Avec Georges Pompidou, le début des “emmerdes” pour la technocratie prenait racine à Montboudif. Avec de la terre auvergnate sous les souliers, le successeur du général de Gaulle savait aussi bien manier la langue française que comprendre simplement les Français.
Avec Emmanuel Macron, le jargon familier prend une autre tournure. Il est non plus mobilisé pour réclamer une vie débarrassée des contingences législatives excessives et des administrations tatillonnes en tout genre. Mais, au contraire, employé pour remobiliser son électorat à un tournant décisif puisque nous sommes désormais à moins de deux mois du premier tour des élections présidentielles. Autres temps, autres mœurs.
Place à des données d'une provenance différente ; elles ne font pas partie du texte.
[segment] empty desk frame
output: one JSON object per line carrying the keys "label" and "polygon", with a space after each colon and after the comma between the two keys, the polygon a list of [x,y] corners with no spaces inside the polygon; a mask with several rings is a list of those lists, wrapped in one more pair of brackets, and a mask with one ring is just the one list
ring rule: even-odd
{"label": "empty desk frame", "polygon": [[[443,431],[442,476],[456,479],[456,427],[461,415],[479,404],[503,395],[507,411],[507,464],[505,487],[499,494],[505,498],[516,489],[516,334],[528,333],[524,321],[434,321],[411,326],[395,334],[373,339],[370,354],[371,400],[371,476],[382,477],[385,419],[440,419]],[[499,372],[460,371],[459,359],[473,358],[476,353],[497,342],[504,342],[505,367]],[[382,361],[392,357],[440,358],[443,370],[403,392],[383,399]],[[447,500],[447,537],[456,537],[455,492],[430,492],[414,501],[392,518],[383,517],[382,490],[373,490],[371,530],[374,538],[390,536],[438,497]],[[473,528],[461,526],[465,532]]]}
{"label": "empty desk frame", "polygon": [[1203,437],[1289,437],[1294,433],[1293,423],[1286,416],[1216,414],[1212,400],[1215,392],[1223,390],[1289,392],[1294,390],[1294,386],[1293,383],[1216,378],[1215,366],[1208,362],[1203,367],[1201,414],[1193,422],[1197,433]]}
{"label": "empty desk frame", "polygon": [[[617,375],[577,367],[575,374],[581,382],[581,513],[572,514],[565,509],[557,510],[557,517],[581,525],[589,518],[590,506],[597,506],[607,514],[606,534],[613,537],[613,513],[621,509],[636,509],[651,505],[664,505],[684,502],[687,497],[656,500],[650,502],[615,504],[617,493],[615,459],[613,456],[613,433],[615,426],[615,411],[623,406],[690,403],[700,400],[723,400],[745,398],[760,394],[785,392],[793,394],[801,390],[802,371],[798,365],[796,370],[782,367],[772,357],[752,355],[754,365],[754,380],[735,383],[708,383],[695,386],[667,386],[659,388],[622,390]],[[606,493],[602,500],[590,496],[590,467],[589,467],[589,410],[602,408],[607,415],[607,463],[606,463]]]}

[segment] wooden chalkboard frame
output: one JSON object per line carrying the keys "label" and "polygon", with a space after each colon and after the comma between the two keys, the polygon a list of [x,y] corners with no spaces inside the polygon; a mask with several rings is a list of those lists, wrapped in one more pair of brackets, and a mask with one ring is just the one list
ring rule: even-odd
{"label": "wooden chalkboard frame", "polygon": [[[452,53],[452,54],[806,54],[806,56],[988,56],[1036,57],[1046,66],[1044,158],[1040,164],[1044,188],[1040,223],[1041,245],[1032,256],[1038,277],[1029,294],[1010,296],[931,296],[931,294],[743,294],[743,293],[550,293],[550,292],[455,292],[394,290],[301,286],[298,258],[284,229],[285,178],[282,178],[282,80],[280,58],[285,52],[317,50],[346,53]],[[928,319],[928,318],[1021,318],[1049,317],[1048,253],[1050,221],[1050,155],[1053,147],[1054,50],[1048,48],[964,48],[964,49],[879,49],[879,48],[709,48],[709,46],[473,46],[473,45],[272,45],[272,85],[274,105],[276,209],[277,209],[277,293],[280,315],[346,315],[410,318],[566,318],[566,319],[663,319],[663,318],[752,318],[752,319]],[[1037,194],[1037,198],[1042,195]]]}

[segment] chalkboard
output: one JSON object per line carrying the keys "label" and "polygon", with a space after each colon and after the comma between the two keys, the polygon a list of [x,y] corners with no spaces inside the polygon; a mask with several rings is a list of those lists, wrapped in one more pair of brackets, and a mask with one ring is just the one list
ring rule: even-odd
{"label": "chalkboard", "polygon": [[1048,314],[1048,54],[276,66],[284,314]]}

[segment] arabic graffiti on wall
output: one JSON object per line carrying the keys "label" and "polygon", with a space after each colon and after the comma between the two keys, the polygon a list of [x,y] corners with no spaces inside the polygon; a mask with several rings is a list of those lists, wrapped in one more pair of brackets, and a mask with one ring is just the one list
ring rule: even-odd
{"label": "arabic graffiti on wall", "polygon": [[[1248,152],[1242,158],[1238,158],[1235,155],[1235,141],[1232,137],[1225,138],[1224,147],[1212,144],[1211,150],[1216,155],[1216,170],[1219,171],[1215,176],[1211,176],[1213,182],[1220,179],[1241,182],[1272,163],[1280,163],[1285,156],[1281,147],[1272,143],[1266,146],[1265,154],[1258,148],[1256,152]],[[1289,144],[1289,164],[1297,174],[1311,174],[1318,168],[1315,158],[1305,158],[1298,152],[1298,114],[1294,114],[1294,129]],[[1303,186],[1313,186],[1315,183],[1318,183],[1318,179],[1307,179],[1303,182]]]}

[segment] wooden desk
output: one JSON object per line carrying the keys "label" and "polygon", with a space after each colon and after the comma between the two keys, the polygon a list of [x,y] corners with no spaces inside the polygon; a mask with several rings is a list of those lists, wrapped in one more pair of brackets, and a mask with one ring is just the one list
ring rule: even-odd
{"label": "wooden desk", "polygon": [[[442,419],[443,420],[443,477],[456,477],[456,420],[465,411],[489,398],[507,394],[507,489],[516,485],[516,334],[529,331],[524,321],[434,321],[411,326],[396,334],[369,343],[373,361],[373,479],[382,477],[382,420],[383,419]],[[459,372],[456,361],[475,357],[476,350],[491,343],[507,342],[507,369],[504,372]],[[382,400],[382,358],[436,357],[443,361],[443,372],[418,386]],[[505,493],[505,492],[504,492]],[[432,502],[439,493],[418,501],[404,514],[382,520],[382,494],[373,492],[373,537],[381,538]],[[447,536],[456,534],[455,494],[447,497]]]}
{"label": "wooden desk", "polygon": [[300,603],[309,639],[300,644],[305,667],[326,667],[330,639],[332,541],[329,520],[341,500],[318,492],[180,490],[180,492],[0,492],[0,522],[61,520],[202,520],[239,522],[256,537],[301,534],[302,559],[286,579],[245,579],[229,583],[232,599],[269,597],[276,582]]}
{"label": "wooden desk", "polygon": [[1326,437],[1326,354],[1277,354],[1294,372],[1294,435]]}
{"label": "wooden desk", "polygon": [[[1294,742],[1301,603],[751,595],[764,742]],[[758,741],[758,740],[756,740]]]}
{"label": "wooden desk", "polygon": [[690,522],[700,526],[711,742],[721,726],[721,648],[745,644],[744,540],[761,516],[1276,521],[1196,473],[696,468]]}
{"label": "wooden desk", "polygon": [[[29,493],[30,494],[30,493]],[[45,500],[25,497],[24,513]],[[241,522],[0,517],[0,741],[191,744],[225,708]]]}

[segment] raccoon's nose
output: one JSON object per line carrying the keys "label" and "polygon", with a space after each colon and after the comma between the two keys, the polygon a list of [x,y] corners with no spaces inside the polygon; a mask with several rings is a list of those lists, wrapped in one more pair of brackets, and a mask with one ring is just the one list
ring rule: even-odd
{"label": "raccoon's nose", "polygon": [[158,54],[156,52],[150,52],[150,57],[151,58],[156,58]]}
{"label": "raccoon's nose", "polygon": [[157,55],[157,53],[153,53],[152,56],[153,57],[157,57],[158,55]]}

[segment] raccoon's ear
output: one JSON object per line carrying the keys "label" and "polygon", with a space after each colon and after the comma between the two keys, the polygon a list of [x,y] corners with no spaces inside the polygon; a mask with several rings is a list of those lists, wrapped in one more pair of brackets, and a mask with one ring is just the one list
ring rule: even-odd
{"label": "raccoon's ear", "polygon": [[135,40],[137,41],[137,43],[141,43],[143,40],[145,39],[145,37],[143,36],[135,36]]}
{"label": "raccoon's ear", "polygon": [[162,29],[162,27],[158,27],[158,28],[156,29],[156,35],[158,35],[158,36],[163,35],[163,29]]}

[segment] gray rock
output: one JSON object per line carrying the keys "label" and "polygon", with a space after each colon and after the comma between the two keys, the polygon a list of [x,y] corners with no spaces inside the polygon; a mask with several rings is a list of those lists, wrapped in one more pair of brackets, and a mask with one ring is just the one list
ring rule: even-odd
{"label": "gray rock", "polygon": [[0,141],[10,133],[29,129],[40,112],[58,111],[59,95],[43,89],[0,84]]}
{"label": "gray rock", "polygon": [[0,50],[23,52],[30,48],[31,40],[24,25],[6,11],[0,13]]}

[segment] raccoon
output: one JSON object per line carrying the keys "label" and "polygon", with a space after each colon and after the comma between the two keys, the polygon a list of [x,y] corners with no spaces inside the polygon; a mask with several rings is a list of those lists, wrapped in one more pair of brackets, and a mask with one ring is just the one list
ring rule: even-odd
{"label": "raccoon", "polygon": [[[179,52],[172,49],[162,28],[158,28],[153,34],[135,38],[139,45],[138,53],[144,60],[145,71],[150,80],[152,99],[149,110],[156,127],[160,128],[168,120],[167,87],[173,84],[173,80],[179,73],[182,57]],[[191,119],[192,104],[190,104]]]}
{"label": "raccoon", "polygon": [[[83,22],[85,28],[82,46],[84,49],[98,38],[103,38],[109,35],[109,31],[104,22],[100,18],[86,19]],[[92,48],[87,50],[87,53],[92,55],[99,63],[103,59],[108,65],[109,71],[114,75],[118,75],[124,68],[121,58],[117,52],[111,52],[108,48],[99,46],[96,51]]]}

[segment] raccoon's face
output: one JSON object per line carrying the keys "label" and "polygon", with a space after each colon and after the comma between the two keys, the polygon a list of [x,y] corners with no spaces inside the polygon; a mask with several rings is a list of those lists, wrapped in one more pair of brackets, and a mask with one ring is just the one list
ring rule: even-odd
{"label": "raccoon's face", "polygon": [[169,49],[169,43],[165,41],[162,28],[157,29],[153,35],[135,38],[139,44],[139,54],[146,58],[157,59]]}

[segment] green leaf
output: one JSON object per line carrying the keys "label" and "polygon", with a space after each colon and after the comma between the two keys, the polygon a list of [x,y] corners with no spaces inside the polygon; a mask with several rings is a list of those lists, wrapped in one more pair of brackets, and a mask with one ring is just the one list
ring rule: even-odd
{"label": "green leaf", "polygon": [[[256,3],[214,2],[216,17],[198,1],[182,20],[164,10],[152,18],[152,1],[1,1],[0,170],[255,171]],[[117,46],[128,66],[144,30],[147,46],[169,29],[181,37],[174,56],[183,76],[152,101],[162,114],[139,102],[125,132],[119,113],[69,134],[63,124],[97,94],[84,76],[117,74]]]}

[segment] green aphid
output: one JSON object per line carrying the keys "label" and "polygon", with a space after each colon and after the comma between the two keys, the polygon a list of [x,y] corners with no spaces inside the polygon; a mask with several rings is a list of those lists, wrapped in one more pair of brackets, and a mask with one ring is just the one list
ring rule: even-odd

Certes, il serait accablant de le désigner comme l’unique prosateur peu élégant qui a hérissé nos concitoyens. D’autres avant lui ont eu recours à des termes fleuris à l’instar de Nicolas Sarkozy au salon de l’agriculture. Jacques Chirac, lui, s'employait plutôt à n’en faire usage qu’en privé. A un passant qui l’insultait de “Mitterrand dégage”, le Président socialiste lui répliqua de manière cinglante : “rime pauvre”. Bel exercice d’esprit ! Il en va donc ainsi de la Vème République et de sa sémiologie parfois peu élogieuse qui font naître dans la bouche de ceux qui nous gouvernent, quelques jurons de charretiers. Nous sommes loin de ceux évoqués si poétiquement par Georges Brassens et sa ronde.
Encore que, là n’est pas le plus grave. A bien observer le contenu verbal des candidats à la tête de l’Etat, on se prendrait presque à rêver que notre si belle langue revetisse, au moins pour le temps de ce rendez-vous sérieux, la plus noble expression que nous avons appris à aimer d’elle. Ce qui implique évidemment que l’on remise le fameux nettoyeur à haute pression dans le fond du garage une bonne fois pour toute. Ou encore que l’on nous épargne les anglicismes de toute nature lorsque l’équivalent existe dans notre dictionnaire. Jean-Luc Mélenchon, pourtant connu pour ses excès dont il sait jouer, est sans doute celui qui fait le meilleur emploi de la rhétorique. Quoique, nous évaluerons ici uniquement la forme. Laissons le fond aux électeurs, juges en la matière. Que dire encore d’Eric Zemmour dont la plume acide transperce l’unité républicaine. L’homme est habile mais son propos est violent.
Entre les sorties du président sortant et les exclamations des troquets bourbonnais où l’on parle encore de la politique autour d’un café ou d’un vin blanc, j’écoutais la semaine passée sur Europe 1 Soir, un candidat, pour l’heure peu connu des Français : Gaspard Koenig. Philosophe inclassable dans cette élection, ce penseur aux orientations libérales vient de rejoindre l’arène politique. Il a une méthode. Il a une pensée. Il a aussi fait de la simplification des normes son objectif. Déçu par l’actuel chef de l’Etat pour son exercice recentralisateur du pouvoir et son étouffement des libertés, le voilà placé sur l’échiquier, comme un “centre radical”. Pragmatique, son parti a été baptisé “Simple”. Outre qu’il élève le débat sur les problématiques des électeurs rencontrés en sillonnant la France à cheval, il est sans doute celui qui manifeste la plus lucide et intelligible analyse. Mais il est à craindre que dans cette campagne “merdique”, il ne trouve guère d’échos autrement qu’auprès de celles et ceux qui sont fatigués des bisbilles des partis, des polémiques des éditorialistes et des vendeurs d'une “France en déclin”. Et pourtant, il serait temps de relever le niveau et d’arrêter les petites comédies dont la présidentielle est le théâtre. Et surtout d’écouter l’aspiration profonde de ce pays à plus de concorde, de rassemblement et d’unité. Ou encore faire cesser les démarches nombrilistes primesautières, car comme le disait fort bien Michel de Montaigne, “au plus élevé trône du monde, nous ne sommes toujours assis que sur notre derrière”.